Like Manuka, Weta’s new render engine, or Arnold, Hyperion is a Path Tracer. The biggest problem with path tracers is the inherent noise. So where you get the benefit of a “correct” solution and relatively few dials for the artist to “fight” with, the downside is that it is very hard to get rid of the noise in a timely manner.
This is an inherently mathematical problem to deal with. To half the noise in an image, you have to quadruple the samples fired into the scene. Since you are always halving the noise, there is never a stage where you can reach zero noise. The best you can hope for is to reach a certain noise floor. Meaning all the important details in the image are represented (instead of hidden in too much noise). Once you reach that noise floor, the best solution Disney has found is to filter out the remaining noise.
To converge to the noise floor as quickly as possible, there are a few optimization techniques at work. First, rays in areas of common interest are grouped into batches. Those batches receive a high number of samples that are then smartly “redistributed” to the corresponding pixels. At technique I haven’t yet completely grasped, but that I plan to revisit with Mr Burley when I get a chance.
The net win seems to be with multiple bounces. First the speed hit is very minimal with multiple bounces and you need less bounces overall to reach acceptable light energy in the scene.
This was tested by going into a lighting lab situation. In essence they took a series of photographs and replicated the results with Hyperion. The results where pretty exact and it turns out that images that seemed to deliver wrong results where simply not using enough bounces. Once the proper bounce amount was dialed in, all the glows, light bleeds and so forth started working and the results looked natural.
Another optimization technique was the Statistical Lobe Selection Tree, which basically applies weights to the components of a pixel (light influence, reflective, diffuse, refractive influence, etc.). Once you have figured out what influences the pixel most, you can spend more samples there.
This got turned on its head when artists started using tens of thousands of lights in a shot. Sorting that many lights would have taken longer then simply brute forcing the sampling. The solution was to figure out where 95% of the influence comes from, which is usually the five or so closest lights, and then use the other 5% for a randomly picked light source.
There are also effects that can take a long time to calculate with even just one sample. Like a ray that bounces around skin for a while, just to exit somewhere else with less energy. in those cases Disney used a simple “shortcut”: biased filtering.

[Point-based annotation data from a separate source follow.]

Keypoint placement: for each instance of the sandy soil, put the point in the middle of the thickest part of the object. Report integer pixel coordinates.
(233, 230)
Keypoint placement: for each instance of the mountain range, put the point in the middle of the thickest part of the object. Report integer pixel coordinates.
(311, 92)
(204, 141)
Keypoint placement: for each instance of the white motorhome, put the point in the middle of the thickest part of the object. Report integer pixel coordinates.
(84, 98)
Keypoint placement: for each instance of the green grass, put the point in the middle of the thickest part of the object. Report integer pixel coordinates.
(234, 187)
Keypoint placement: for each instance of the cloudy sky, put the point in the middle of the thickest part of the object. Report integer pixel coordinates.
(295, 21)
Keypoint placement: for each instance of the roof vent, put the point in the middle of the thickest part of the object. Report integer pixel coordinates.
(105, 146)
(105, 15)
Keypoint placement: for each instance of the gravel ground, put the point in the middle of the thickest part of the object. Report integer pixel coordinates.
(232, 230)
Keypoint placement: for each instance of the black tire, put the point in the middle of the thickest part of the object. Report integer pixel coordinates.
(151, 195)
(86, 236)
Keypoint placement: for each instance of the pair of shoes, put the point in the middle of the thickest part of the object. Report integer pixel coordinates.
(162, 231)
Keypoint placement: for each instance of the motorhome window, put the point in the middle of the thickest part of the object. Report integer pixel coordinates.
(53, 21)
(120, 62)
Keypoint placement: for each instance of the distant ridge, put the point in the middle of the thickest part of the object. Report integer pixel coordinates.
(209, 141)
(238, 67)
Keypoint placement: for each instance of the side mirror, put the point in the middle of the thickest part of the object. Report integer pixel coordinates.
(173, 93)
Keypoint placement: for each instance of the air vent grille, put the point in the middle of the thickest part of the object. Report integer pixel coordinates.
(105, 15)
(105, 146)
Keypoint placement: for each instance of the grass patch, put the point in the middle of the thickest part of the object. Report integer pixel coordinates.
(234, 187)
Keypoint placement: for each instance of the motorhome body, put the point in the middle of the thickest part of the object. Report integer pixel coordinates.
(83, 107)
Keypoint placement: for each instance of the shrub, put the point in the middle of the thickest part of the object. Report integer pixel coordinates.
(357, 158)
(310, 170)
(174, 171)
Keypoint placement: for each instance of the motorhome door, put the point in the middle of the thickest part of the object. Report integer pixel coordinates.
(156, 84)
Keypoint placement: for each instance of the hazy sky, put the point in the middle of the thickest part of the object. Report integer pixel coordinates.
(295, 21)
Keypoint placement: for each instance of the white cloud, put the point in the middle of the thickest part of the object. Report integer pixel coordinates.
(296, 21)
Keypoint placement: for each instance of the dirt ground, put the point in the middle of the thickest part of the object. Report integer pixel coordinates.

Say for Subsurface Scattering, Disney simply assumes that a ray exits a random maximum distance from the entry point with a certain amount of less energy. Which works well for most situations for things like SSS or hair. It has issues with small objects, but those can be worked around. The next step in Hyperion development is actually to improve the workflow for those situations in the future.
Another common issue were fireflies on water from bright light sources. Sun, anyone? This also is an intrinsically mathematical issue as the sun is a tiny and incredibly bright light source, which means it’s practically impossible to converge to a noise free result. The workaround they came up with was pretty genius. They first create a photon map that stores the energy of the refracted and reflected light and then use the calculated light energy values to basically turn hard surface objects into emitters. That means they spread out the high energy light source of the sun and made it trivial to sample. The result were beautiful caustics and inter reflections without any noise or sparkling at a reasonable rendertime.
A tricky thing with path tracers is the output of different passes for compositing. For this, Hyperion uses a technique called Stochastic Path Classification, which allows inexpensive splitting of a light ray into diffuse and specular components (and a number of additional passes). An added benefit is that it becomes possible to add some artistic local control on top of a shader. They call it transport modifier and it allows artists to tell a surface to use less specular contribution for example.
One interesting statistic was that due to the progressive nature of a path tracer only 15% re-renders took place. Meaning that most of the shots only had one final render pass. This was possible because every artist in every department always has a noisy preview of the final image in, more or less, realtime. There were no unexpected surprises, which made it possible to render the whole show in less then four months.